Three types of death start off common but drop sharply within the
first four years: Perinatal issues (as we might expect of babies),
infectious and parasitic diseases and causes of death
not elsewhere classified
. Without being an expert on infant
medical care, I would intuit that the decline in
Not elsewhere classified
s suggests that the ultimate cause of
a baby’s death might be harder to identify than that of a more
grown child or adult.
Deaths due to diseases of the respiratory system and congenital
issues also decline as time goes on, all but disappearing as causes
by the twenties, whilst neoplasms are the only internal cause of
death that increases drastically during the first decade before
plateauing for the next and then declining. As a point of interest,
whilst deaths classified as due to
Mental and behavioural disorders
remain very low throughout,
they begin far earlier than I would have expected with the first
such death appearing between 1–4 yrs.

Comparing the proportion of each cause of death for males and females presents a couple of interesting points. One is the sharp disparity in deaths caused by external causes, particularly in later years—21-year-old males died this way at just over 4.3 times the rate of females. For reasons I don’t feel I am medically qualified to investigate further, the relative lack of external causes of death for teenaged-and-above females is made up primarily by a resurgence in deaths due to congenital issues (which seem to continue to pose a significant threat to females longer than it does for males, with only one 21-year-old male dying for six such females) and an almost-doubling of neoplasm-related deaths.
External Causes of Death ¶
It’s under the blanket of external causes
that we
discover some of the most interesting trends. Consider the sharp,
almost-quintupling of such deaths that we see during the teen years.
To finish, I wanted to dig into the figures a little more in order
to find out whether the greatest risk is posed by oneself, by
another or by chance (i.e., by accidental death), and how that
changes across time and between males and females. Here we have
comparisons of the overall numbers of deaths (fig. 5) and their
proportional weight (fig. 6).

The first and most obvious takeaway is that random chance—accidents—is responsible for between 70–90 % of all such deaths. Watch out for slipping in the bath.
As might also be expected, the risk posed by oneself—of self-inflicted death—is nil during the early years. It begins to appear across both sexes during the teen years, at proportionally the same rate amongst males than females (though with the sharp rise in male deaths during this period, they represent far more overall deaths than females).

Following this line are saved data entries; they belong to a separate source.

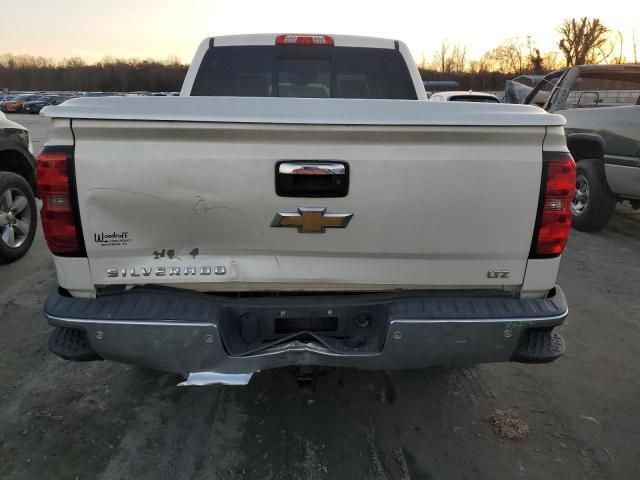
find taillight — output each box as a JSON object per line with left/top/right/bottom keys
{"left": 276, "top": 34, "right": 334, "bottom": 46}
{"left": 36, "top": 146, "right": 84, "bottom": 256}
{"left": 532, "top": 152, "right": 576, "bottom": 257}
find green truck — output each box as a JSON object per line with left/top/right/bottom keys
{"left": 525, "top": 64, "right": 640, "bottom": 231}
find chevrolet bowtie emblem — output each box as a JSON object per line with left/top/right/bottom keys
{"left": 271, "top": 207, "right": 353, "bottom": 233}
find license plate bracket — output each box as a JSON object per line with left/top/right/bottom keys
{"left": 275, "top": 316, "right": 338, "bottom": 334}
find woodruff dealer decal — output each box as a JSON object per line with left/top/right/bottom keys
{"left": 94, "top": 231, "right": 132, "bottom": 247}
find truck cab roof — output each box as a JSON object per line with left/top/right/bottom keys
{"left": 206, "top": 33, "right": 399, "bottom": 49}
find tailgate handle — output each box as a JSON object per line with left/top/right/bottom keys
{"left": 279, "top": 163, "right": 346, "bottom": 176}
{"left": 276, "top": 161, "right": 349, "bottom": 197}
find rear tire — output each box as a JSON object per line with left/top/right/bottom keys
{"left": 0, "top": 172, "right": 37, "bottom": 263}
{"left": 571, "top": 159, "right": 616, "bottom": 232}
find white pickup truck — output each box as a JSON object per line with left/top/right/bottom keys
{"left": 39, "top": 34, "right": 574, "bottom": 386}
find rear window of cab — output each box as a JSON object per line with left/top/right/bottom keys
{"left": 191, "top": 45, "right": 418, "bottom": 100}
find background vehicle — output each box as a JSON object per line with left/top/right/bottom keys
{"left": 81, "top": 92, "right": 110, "bottom": 97}
{"left": 422, "top": 80, "right": 460, "bottom": 93}
{"left": 525, "top": 64, "right": 640, "bottom": 231}
{"left": 512, "top": 75, "right": 546, "bottom": 88}
{"left": 0, "top": 96, "right": 17, "bottom": 110}
{"left": 0, "top": 94, "right": 42, "bottom": 113}
{"left": 524, "top": 71, "right": 563, "bottom": 107}
{"left": 23, "top": 94, "right": 73, "bottom": 113}
{"left": 429, "top": 91, "right": 501, "bottom": 103}
{"left": 0, "top": 113, "right": 37, "bottom": 263}
{"left": 39, "top": 34, "right": 572, "bottom": 386}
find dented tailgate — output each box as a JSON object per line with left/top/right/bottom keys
{"left": 68, "top": 115, "right": 547, "bottom": 292}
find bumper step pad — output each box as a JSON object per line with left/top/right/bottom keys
{"left": 49, "top": 326, "right": 102, "bottom": 362}
{"left": 513, "top": 329, "right": 565, "bottom": 363}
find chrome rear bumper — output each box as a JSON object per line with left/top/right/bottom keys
{"left": 44, "top": 286, "right": 568, "bottom": 385}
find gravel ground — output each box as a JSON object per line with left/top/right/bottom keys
{"left": 1, "top": 114, "right": 639, "bottom": 480}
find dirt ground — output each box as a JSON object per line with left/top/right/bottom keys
{"left": 1, "top": 114, "right": 639, "bottom": 479}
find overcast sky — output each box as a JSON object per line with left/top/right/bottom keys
{"left": 0, "top": 0, "right": 637, "bottom": 64}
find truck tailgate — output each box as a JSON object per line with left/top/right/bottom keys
{"left": 69, "top": 116, "right": 545, "bottom": 291}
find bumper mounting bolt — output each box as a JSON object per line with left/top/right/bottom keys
{"left": 205, "top": 334, "right": 215, "bottom": 343}
{"left": 392, "top": 331, "right": 402, "bottom": 340}
{"left": 354, "top": 313, "right": 371, "bottom": 328}
{"left": 95, "top": 331, "right": 104, "bottom": 340}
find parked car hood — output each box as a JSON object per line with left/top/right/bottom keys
{"left": 0, "top": 114, "right": 28, "bottom": 131}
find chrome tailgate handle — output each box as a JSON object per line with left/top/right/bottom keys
{"left": 278, "top": 162, "right": 346, "bottom": 176}
{"left": 276, "top": 161, "right": 349, "bottom": 197}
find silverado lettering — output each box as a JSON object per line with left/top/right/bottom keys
{"left": 106, "top": 266, "right": 226, "bottom": 277}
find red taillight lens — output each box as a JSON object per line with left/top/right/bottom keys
{"left": 36, "top": 147, "right": 83, "bottom": 255}
{"left": 276, "top": 34, "right": 334, "bottom": 46}
{"left": 533, "top": 153, "right": 576, "bottom": 256}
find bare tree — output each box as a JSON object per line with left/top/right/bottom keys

On the other hand, deaths due to another’s action—assault or homicide—are a far more substantial risk during those early years before becoming almost a non-issue by 10–14, although females are still marginally more at risk from others than males after this point. Whether this high early level of infanticide is due to people being more prone to murdering babies and young children, or just that they are far easier to kill, whether intentionally or by accident, I do not know.